Pessimism is a steady companion these days for advocates of Middle East peace. A lame-duck Israeli government is negotiating with a weak Palestinian leadership in the twilight of an unpopular U.S. administration. Few forecast success.
But a quiet revolution is stirring here in this city, once a byword for the extremes of violence between Israelis and Palestinians. In 2002, in response to a wave of suicide bombers from Jenin, Israeli tanks leveled entire neighborhoods.
From that rubble, now newly trained and equipped Palestinian security officials have restored order. Israeli soldiers have pulled back from bases and are in close touch with their Palestinian colleagues. Civilians are planning economic cooperation — an industrial zone to provide thousands of jobs, mostly to Palestinians, and another involving organic produce grown by Palestinians and marketed in Europe by Israelis. Ministers from both governments have been visiting regularly, often joined by top international officials. Israeli Arabs are playing a key role.
The aim is to stand conventional wisdom on its head. Instead of a shaky negotiated peace treaty imposing coexistence from the top down, a bottom-up set of relationships that lock the two societies together should, proponents argue, lead to a real two-state solution.
“We got a clear American message that the Palestinian state will start from Jenin,” asserted Col. Radi Asideh, the deputy commander of the Palestinian security forces here who have recently received new Land Rovers and AK-47 assault rifles. “The plan is to have a security model that can then be implemented all over Palestine.”
Those may sound like the hopeful words of a credulous officer. But here is Gen. James L. Jones, special U.S. envoy to the region in an interview this week after visiting Jenin: “I see this as a kind of dress rehearsal for statehood, a crucible where the two sides can prove things to each other.”

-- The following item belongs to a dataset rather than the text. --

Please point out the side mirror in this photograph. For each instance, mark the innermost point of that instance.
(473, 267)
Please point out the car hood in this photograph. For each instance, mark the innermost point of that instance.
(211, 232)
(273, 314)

And Ehud Barak, Israel’s defense minister, in an interview in his Tel Aviv office, said: “So far, Jenin is a great success. The Palestinian police have created a different mood there. We need to see money being poured into projects now to keep the momentum going. If done right, we think this could become an example.”
As one Western official involved in the plan noted, Israeli defense officials do not make a habit of speaking well of Palestinian police, so Barak’s words are telling. Still, Barak’s last point is also crucial because, unsurprisingly, not everyone agrees on what it means to do it right.
Each side in the triangle — Israelis, Palestinians, international donors and facilitators — argues that it has done its part but that things are moving too slowly because of the others.
Israel says Palestinian forces still do not deal with terrorists and so its forces must continue night incursions. Palestinians worry that the focus on Jenin will take away from the broader issues that need to be solved, like Jerusalem and refugees.